Government wants gaming websites to operate independently
On Monday, the Ministry of Electronics and Information Technology (MEITY) published the published draft online gaming rules. This will be the umbrella legislation to regulate the online gaming industry in India, which is estimated to be worth mor than $2.5 billion in India and growing at a frenetic pace. The draft legislation will be placed before the public for comments and after all the stakeholders are taken into confidence, the government plans to announce the final regulatory framework for online gaming. State governments and gaming companies have been at loggerheads about regulation. The focus on self-regulation should actually keep the business side of online gaming relatively pleased.
However, self-regulation will be with adequate oversight and the entire onus of due diligence of the end user will be on the online gaming company. For instance, an intermediary offering one or more than one online games will be now required to observe due diligence. It has to ensure that the eventual users do not host, display, upload, publish, transmit or share an online game in a manner that is not in conformity with Indian law. This would include any relevant legislation on gambling and betting. The idea is to make the oversight as comprehensive as possible without making the legal framework too cumbersome and antithetical to the growth and development of the gaming industry.
As a mark of additional legislation, there will be display of registration mark on all online games registered by a self-regulatory body. The policies regarding withdrawal or refund of the deposit, fees and charges, manner of determination and distribution of winnings and the know your customer (KYC) process must be transparently made available to users. The government now proposes a mechanism that can be implemented through one or more self-regulatory bodies, registered with the Ministry of IT. The criterial will also be laid down for each game, although for now the draft legislation is silent on game of chance versus game of skill. Draft regulations call for a comprehensive grievance redressal mechanism.

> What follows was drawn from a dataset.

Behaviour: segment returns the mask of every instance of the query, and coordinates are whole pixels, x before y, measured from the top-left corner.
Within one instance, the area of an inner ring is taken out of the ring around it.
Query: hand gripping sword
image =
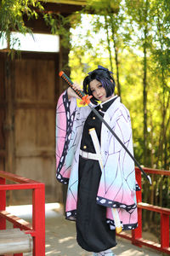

Some of the greyer areas in the legislation pertaining to online games are proposed rules pertaining to online gaming intermediaries, with details of their physical contact address in India. In addition, the legislation also presupposes measures to safeguard users from the risk of addiction and financial loss. This is likely to be a grey area and hard to define in a very comprehensive manner. For now, the Ministry of IT is seeking feedback from the public on these draft rules until January 17th, 2023. As a measure of caution, the online gaming companies will not be allowed to bet on the outcome of the games.
The need for structured regulation came about after several online gaming platforms were found dealing with real money transactions. In the past, several south Indian states had made efforts to curb these real money gaming platforms. South has been a fertile ground for the proliferation of such games and there have been reports of increasing cases of addiction and financial risks. It needs to be seen how this legislation works in practice in the light of the Supreme Court of India ruling in favour of Dream11 stating that its fantasy sports were purely skill-based and did not tantamount to gambling. In a sense, self-regulation is the right step in such industries with a lot of grey areas; as online gaming currently is.
For the government and the online gaming industry, the first priority will be to create a larger framework for a responsible gaming environment in India. This should be the first step and should keep the stakeholders happy for now.